Надзиратели опять втолкнули меня в камеру. По хриплому голосу одного из них я узнал в нем моего "кормильца". Надзиратель был прав, когда говорил, что он "не картина" и "глядеть на него нечего". Пожалуй, ни один художник не заинтересовался бы таким тупым, плоским и невыразительным лицом и не стал бы рисовать с него портрет; кисти художника не за что была здесь "зацепиться". Физиономия его "коллеги" тоже не отличалась "картинностью": мелкие черты, остренький носик и тускло-оловянного цвета глаза.
Для работы надзирателями энкаведисты специально отбирают людей с такими лицами и глазами и соответствующим им умственным развитием. Постепенно эти люди все более тупеют в тюрьме и превращаются в послушных, исполнительных и равнодушных ко всему тюремщиков…
Войдя в камеру, я зажмурился от невыносимо яркого света. В потолок ввинтили лампочку более сильную, чем прежняя, и прикрыли ее решеткой из металлических полос.
Когда надзиратели ушли, я опять стал швырять туфлем в лампочку, но все мои попытки оказались безуспешными. Мне так и не удалось погасить лампочку. Решетка надежно предохраняла ее от ударов..
Бесконечно тянулось время в бетонном мешке. Я чувствовал себя здесь совершенно отрезанным от мира и похороненным заживо. С течением времени одиночество, тишина и яркий свет становились все невыносимее. Ежеминутное щелканье крышки, прикрывающей из коридора "очко" в двери, заставляло меня постоянно вздрагивать, зябко ежиться, кусать губы от ярости, но помнить, что почти за каждым моим движением наблюдают…
Заключенные камеры "упрямых" рассказывали мне, что люди в таких "секретках" долго не выдерживают и сходят с ума.
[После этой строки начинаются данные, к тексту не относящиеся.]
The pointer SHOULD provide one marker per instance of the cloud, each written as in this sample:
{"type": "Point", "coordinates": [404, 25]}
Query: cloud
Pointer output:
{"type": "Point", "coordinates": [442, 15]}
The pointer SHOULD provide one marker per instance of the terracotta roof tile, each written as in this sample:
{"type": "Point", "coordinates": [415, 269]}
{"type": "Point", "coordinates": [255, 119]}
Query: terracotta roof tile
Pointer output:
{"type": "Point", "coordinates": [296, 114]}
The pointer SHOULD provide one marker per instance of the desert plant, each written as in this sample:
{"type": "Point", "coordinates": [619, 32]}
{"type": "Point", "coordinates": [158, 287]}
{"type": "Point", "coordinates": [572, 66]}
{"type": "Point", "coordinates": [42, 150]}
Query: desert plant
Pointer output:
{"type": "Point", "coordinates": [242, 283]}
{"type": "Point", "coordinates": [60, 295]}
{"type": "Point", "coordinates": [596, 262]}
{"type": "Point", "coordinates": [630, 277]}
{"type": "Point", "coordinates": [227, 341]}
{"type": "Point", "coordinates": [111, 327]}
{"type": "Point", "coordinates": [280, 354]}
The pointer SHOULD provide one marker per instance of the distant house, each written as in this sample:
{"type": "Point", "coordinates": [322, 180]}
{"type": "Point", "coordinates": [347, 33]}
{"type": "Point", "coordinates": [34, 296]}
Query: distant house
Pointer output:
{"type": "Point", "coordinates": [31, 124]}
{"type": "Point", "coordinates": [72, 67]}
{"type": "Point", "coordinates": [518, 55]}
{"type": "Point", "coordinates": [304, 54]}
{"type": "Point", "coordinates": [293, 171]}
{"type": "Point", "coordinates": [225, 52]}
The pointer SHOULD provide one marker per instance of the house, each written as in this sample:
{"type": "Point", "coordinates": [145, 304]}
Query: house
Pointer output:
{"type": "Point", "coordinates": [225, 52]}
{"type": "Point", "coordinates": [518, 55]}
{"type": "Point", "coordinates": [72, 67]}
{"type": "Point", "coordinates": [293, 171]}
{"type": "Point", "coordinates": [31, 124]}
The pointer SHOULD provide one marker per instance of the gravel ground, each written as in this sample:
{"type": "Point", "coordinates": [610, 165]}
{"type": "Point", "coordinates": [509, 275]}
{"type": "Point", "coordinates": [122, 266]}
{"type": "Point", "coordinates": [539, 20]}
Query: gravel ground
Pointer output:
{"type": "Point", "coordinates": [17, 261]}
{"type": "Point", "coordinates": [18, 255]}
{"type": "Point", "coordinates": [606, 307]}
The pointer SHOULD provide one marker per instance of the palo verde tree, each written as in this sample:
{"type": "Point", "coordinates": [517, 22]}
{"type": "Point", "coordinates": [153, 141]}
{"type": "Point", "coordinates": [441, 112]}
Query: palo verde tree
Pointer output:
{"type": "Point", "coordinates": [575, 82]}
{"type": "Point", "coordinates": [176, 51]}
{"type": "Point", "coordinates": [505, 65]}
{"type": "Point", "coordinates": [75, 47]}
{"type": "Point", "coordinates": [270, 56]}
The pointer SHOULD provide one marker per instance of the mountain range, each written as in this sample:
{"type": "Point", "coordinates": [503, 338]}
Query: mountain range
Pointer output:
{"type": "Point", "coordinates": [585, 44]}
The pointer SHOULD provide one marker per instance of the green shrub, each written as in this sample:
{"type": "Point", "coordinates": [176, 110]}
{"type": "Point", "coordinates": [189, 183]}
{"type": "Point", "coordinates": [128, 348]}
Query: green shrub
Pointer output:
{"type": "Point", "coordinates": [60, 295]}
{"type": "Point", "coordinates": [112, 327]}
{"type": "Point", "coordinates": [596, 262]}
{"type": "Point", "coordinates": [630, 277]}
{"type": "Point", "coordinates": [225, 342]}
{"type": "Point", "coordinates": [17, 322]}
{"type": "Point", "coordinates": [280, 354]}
Тогда я этому не верил, а теперь чувствовал, что близок к безумию.
Были моменты, когда я здесь страстно желал смерти, раздумывал, как бы покончить самоубийством, но средств для этого не находил…
Медленно тянулось время без дней и ночей, и в моем мозгу начала бродить навязчивая мысль:
"Прыгнуть и удариться головой об стенку".
Повинуясь этой мысли, я вставал с пола, опускал голову, прицеливался и… останавливался в бессилии. Для такого самоубийства у меня нехватало силы воли. Но один раз я все же попытался. От двери прыгнул на противоположную стену и ударился об нее головой. Результатами этого были большая шишка у меня на лбу и хриплый смех надзирателя, раздавшийся из "очка".
Полуоглушенный ударом я свалился на пол. Надзиратель открыл дверцу, вероятно несколько минут молча смотрел на меня, а потом прохрипел со смехом:
— В секретках сами себя не убивают. Для этого тут разбегу нету.
Волна ярости залила меня. Я вскочил с пола и бросился на дверь с криками:
— Пустите меня отсюда! Пустите!
Я бил в дверь кулаками и ногами, наваливался на нее плечами и спиной, царапал ногтями холодную отполированную сталь.
Надзиратель смотрел в очко и равнодушно хрипел:
— Ну, чего в двери ломишься? Чего орешь? Брось это напрасное дело. Все равно никто не услышит…
Обессилев, я сел в угол и задремал, но сейчас же, — как мне показалось, — проснулся. Дверь в камеру была открыта. Надо мной стоял надзиратель, тряс меня за плечо и хрипло повторял:
— Давай, собирайся на допрос! Давай на допрос!..
Глава 6 СТОЙКА
На допрос меня вызвали из тюремной "секретки", по обыкновению, после полуночи. Посадили в "воронок" и повезли.
Ехали недолго: через несколько минут я уже был в кабинете Островерхова…
Он сидит за столом и через квадратики пенсне щурит на меня свои маслянистые глаза, похожие на две спелых сливы. В комнате жарко, и его лысый череп покрыт мелкой росой пота. Свет из-под зеленого абажура настольной лампы окрашивает этот череп в какой-то безжизненный, мертвенный цвет…
— Ну-с, дорогой мой? Думали вы о вашем следственном деле? — своим обычным медовым голосом задает мне вопрос следователь.
— Думал! — коротко отвечаю я.
— Решили признаться, конечно? Так бы и давно. Тянуть дальше нет смысла.
— Мне признаваться не в чем. Я вам это уже говорил и еще раз повторяю. Преступлений против советской власти я не совершал.
— Неужели вы такой сторонник этой… гм, власти?
— После ареста я о ней имею особое мнение…
— Мы и за особые мнения расстреливаем. Не забывайте этого, милый мой, — говорит следователь, барабаня пальцами по столу. — Кроме того, вспоминайте иногда о ваших связах с абреками и "дикарями". Мы о них… помним.
— А помните, так и судите меня за это! — восклицаю я, вспылив.